Fixed income markets are being remarkably acquiescent of the big build up in fiscal deficits to fund wage support schemes and other government spending initiatives. Partially, this reflects heightened quantitative easing purchasing by the Bank of England, as well as negligible immediate inflationary threats and naturally muted multi-year economic growth levels. However such an easy absorbing of material deficits cannot be taken for granted.

And this is where encouraging innovative thinking comes in, akin to the Prime Minister’s recent assertion to ‘build, build, build’. The key to a sustainable recovery outside of confidence in the health backdrop, is centred on encouraging everyone in the economy to think pragmatically and from an entrepreneurial perspective. Forget what has gone, think more about what you can do. Specifically in the U.K. there were hints after the last election of a bunch of ‘one nation’ reforms which have disappeared off the airwaves for obvious reasons in the last few months. It is essential to see initiatives like this – cutting across individuals and companies alike – coming back to fill the void that the inevitable tapering of wage and business support schemes will induce.
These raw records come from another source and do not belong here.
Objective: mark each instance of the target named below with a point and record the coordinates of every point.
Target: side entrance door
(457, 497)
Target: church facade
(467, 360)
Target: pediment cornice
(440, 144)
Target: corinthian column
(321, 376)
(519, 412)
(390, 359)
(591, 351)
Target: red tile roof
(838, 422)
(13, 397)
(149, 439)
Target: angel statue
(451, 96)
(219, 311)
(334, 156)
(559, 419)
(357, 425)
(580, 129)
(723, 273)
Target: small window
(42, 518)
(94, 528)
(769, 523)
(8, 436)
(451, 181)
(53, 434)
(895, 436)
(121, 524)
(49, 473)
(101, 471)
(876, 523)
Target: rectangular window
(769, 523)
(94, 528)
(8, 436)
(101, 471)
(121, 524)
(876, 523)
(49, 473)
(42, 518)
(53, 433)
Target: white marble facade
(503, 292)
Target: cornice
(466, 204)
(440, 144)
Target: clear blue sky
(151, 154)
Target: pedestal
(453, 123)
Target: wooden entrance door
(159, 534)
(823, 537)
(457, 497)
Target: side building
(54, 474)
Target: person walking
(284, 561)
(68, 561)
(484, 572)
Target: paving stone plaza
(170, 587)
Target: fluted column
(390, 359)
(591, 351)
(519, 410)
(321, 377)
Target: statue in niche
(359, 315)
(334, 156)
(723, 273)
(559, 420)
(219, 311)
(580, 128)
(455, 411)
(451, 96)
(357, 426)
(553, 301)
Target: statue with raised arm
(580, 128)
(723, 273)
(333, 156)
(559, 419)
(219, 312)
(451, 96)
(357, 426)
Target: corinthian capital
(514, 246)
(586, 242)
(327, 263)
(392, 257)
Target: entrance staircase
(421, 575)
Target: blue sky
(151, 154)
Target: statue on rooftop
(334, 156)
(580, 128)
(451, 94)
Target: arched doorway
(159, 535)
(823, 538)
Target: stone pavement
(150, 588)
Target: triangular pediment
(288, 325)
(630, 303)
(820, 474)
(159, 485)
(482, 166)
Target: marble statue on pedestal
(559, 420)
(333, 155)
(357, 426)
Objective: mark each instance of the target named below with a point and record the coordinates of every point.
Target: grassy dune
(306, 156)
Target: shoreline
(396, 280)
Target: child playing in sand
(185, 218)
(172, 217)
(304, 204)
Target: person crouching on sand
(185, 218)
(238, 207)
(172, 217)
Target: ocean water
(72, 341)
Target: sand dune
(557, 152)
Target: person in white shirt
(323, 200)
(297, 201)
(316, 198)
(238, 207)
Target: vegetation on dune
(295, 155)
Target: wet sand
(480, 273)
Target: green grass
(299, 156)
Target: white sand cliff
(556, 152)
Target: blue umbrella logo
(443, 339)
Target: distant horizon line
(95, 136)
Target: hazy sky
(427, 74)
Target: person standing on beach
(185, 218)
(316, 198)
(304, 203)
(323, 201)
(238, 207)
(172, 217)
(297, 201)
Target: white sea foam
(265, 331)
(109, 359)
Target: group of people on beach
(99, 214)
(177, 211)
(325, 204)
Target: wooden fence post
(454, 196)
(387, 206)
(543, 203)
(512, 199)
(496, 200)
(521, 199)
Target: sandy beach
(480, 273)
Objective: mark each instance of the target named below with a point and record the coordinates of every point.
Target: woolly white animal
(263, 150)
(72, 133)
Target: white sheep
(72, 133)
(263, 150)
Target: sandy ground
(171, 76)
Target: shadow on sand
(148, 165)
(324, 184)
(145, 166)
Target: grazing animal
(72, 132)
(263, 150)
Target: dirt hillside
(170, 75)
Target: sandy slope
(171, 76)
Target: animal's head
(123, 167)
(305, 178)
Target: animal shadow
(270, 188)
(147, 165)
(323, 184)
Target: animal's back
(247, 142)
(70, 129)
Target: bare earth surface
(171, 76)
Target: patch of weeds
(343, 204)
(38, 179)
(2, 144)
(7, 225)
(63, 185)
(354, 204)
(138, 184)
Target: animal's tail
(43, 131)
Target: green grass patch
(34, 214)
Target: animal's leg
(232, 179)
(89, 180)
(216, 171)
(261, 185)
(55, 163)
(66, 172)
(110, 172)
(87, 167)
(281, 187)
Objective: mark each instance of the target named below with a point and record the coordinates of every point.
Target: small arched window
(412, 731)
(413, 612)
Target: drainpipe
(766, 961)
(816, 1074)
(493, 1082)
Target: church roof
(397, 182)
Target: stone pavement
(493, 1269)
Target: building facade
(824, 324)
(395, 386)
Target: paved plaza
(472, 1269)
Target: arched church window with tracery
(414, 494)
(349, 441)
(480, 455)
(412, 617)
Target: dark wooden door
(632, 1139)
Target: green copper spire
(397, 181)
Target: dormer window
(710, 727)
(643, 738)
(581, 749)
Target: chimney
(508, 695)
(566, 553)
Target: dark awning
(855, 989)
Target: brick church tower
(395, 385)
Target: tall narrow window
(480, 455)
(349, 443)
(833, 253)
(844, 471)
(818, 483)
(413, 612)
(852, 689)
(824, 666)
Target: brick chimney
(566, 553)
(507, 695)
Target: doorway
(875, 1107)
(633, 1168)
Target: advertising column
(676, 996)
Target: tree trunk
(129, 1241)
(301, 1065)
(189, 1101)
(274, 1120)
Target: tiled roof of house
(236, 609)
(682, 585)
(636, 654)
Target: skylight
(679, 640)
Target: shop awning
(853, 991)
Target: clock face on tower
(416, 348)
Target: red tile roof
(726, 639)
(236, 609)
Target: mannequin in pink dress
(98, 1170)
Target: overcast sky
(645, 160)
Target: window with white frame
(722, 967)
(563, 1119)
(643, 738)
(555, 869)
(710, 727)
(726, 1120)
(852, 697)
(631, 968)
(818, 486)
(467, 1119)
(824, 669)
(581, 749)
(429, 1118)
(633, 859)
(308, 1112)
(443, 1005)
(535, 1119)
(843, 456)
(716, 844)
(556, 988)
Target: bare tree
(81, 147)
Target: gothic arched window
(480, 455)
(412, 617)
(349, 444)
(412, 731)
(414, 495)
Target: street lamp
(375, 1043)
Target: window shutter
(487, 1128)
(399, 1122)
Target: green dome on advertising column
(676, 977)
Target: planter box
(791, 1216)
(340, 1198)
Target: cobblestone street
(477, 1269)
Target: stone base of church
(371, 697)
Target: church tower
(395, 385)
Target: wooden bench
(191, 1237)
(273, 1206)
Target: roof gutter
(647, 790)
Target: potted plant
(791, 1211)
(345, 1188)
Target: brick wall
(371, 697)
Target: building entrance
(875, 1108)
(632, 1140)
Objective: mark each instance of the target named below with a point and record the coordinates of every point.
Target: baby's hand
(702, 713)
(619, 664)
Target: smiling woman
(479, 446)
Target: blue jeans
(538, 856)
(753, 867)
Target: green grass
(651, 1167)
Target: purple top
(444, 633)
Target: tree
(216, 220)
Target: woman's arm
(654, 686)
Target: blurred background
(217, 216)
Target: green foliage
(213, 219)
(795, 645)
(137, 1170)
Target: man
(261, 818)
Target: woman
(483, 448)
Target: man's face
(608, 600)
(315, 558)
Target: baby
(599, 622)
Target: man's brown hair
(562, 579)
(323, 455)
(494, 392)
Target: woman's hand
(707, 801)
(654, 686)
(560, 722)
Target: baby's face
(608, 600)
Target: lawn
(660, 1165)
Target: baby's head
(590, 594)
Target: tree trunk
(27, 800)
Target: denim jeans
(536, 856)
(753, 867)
And finally, one of the biggest contributions to achieving such a backdrop over the next few quarters is avoiding a messy Brexit trade deal finale. Brexit retains its politically provocative capabilities but, shorter-term, avoiding additional economic growth challenges is a must. Expect a series of compromises here during the second half of the year, and a broader realisation that simple geographic proximity and ongoing inherently high trade links is reality.

Plenty of challenges await but some common sense at both the healthcare and economic policy level will mean that U.K. risk assets – especially equities and the Pound – will provide opportunities for investors in the second half of the year and beyond, hopefully at substantially lower levels of volatility than seen in the first six months of the year.